"Bolex Artists" : Bolex cameras, Amateurism, and New York avant-garde film
Is part ofExposing the film apparatus : the film archive as a research laboratory ; pp. 153-162.
Publisher(s)Amsterdam University Press
Designed by Jacques Bogopolsky in 1928, the Bolex camera was first commercialized by the Swiss firm Paillard-Bolex in 1935. The model shown here is an H16, the firm’s emblematic 16mm model, from 1952. The camera measures 8.5 x 5.9 x 2.3 inches (21.6 x 15 x 7.6 cm) and weighs about 12 lbs (5.5 kg). Known for its robustness and versatility, the Bolex uses a spring motor mechanism, is equipped with a reflex viewfinder, and allows for a large range of speed variations—capturing from 8 to 64 frames per second—as well as single frame exposures.

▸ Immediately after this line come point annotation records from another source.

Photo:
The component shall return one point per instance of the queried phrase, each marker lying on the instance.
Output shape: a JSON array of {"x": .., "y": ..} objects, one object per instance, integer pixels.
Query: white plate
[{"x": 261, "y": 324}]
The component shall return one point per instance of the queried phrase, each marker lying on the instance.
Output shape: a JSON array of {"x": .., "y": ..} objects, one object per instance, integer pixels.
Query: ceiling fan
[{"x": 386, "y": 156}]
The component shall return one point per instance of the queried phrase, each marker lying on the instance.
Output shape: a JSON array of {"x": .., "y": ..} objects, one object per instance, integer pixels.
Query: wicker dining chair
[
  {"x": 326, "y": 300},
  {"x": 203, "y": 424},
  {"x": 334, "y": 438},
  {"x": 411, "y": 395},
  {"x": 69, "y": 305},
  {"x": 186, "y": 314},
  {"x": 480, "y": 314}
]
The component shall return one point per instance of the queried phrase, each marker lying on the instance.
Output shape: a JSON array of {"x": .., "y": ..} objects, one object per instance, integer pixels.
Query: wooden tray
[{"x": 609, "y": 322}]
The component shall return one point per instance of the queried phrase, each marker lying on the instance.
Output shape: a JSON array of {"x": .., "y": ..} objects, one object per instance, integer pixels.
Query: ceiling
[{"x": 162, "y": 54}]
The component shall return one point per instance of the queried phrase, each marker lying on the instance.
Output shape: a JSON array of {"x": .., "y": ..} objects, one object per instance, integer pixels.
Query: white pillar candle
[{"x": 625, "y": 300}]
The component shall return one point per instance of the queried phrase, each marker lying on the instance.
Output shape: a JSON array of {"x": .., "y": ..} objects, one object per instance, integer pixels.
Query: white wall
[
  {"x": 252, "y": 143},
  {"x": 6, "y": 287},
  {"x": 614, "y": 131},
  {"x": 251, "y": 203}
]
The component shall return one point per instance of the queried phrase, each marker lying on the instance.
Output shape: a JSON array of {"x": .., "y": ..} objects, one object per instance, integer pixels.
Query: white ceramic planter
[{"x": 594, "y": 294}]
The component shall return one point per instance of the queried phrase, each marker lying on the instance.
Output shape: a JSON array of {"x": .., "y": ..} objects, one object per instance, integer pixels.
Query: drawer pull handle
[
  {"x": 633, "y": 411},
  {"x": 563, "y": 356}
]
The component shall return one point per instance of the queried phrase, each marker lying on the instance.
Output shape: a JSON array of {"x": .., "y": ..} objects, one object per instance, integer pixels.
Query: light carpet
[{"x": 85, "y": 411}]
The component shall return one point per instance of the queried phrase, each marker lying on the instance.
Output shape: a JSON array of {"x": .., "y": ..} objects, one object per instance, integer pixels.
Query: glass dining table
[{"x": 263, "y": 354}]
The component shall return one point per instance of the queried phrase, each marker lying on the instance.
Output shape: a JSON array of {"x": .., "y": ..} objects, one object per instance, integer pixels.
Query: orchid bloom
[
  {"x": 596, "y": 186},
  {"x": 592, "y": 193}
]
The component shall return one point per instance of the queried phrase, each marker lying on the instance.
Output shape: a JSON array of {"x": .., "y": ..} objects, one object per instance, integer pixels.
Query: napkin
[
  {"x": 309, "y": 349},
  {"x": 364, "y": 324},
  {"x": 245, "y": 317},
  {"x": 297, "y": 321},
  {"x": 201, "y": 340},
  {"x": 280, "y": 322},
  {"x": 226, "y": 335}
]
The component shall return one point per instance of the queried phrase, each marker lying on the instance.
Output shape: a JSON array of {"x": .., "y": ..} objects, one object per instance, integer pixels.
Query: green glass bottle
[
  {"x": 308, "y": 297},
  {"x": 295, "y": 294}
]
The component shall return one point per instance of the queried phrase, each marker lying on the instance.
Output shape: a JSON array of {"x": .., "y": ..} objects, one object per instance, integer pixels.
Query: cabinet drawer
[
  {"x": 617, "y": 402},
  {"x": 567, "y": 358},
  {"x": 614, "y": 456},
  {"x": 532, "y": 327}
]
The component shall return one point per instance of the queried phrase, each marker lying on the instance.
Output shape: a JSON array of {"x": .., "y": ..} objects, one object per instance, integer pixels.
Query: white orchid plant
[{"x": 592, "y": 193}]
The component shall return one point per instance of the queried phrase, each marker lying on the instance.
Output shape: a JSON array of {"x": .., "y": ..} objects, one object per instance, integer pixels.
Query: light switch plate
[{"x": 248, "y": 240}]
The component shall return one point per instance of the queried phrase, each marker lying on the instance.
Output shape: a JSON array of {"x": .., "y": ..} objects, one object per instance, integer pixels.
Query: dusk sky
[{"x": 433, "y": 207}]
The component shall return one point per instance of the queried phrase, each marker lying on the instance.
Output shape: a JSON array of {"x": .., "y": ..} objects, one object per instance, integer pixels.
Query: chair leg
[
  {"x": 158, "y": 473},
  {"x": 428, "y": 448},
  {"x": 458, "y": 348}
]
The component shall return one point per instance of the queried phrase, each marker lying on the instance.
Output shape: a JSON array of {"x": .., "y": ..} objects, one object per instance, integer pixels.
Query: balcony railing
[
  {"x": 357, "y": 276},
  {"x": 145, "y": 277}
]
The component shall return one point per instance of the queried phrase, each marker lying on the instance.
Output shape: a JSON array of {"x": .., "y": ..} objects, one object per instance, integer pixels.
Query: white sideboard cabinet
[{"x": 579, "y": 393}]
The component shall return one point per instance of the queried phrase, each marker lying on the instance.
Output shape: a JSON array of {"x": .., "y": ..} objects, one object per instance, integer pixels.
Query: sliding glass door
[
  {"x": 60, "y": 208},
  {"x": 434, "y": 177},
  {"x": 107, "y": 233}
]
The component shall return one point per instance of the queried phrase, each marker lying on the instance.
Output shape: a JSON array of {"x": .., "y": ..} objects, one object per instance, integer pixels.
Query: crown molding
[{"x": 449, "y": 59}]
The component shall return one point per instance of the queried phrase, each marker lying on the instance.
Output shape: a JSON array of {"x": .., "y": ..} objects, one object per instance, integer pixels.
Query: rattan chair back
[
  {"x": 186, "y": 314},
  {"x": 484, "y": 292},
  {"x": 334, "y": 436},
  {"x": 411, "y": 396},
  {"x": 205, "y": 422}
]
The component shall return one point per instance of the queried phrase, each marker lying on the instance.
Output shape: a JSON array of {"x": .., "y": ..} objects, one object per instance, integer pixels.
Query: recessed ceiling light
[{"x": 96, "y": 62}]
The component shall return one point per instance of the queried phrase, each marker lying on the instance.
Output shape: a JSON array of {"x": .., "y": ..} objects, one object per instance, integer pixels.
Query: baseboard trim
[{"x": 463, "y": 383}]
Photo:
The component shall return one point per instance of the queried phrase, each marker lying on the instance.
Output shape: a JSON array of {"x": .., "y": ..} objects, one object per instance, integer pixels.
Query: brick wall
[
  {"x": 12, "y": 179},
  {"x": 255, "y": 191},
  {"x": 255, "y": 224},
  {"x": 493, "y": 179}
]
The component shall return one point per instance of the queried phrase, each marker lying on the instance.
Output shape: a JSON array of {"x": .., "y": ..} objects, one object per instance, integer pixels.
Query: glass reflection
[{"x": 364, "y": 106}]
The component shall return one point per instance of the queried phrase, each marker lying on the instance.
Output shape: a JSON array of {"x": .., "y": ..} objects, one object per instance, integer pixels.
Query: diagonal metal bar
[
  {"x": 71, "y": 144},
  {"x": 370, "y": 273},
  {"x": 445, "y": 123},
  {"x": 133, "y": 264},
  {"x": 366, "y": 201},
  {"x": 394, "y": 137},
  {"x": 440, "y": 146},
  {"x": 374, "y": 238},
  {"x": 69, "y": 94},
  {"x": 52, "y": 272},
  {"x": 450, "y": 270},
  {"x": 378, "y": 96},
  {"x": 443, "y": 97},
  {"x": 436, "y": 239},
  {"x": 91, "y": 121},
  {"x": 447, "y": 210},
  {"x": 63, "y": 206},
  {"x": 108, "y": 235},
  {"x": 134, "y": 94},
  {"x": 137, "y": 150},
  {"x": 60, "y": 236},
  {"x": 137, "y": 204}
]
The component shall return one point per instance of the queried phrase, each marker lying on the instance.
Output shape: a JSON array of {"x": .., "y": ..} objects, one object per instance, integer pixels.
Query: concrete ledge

Bolex cameras were used by American avant-garde and documentary filmmakers from the late 1940s to the 1970s and beyond, alongside a wide array of users, which included television reporters, people in the educational and business worlds, and non-professionals. This chapter explores the role of the Bolex in the history and aesthetics of avant-garde cinema and its American “renaissance” after World War II. The role that substandard formats played in the construction of an artistic ethos based on the figure of the amateur is also examined, exemplifying technology’s place and meaning in the culture of the time.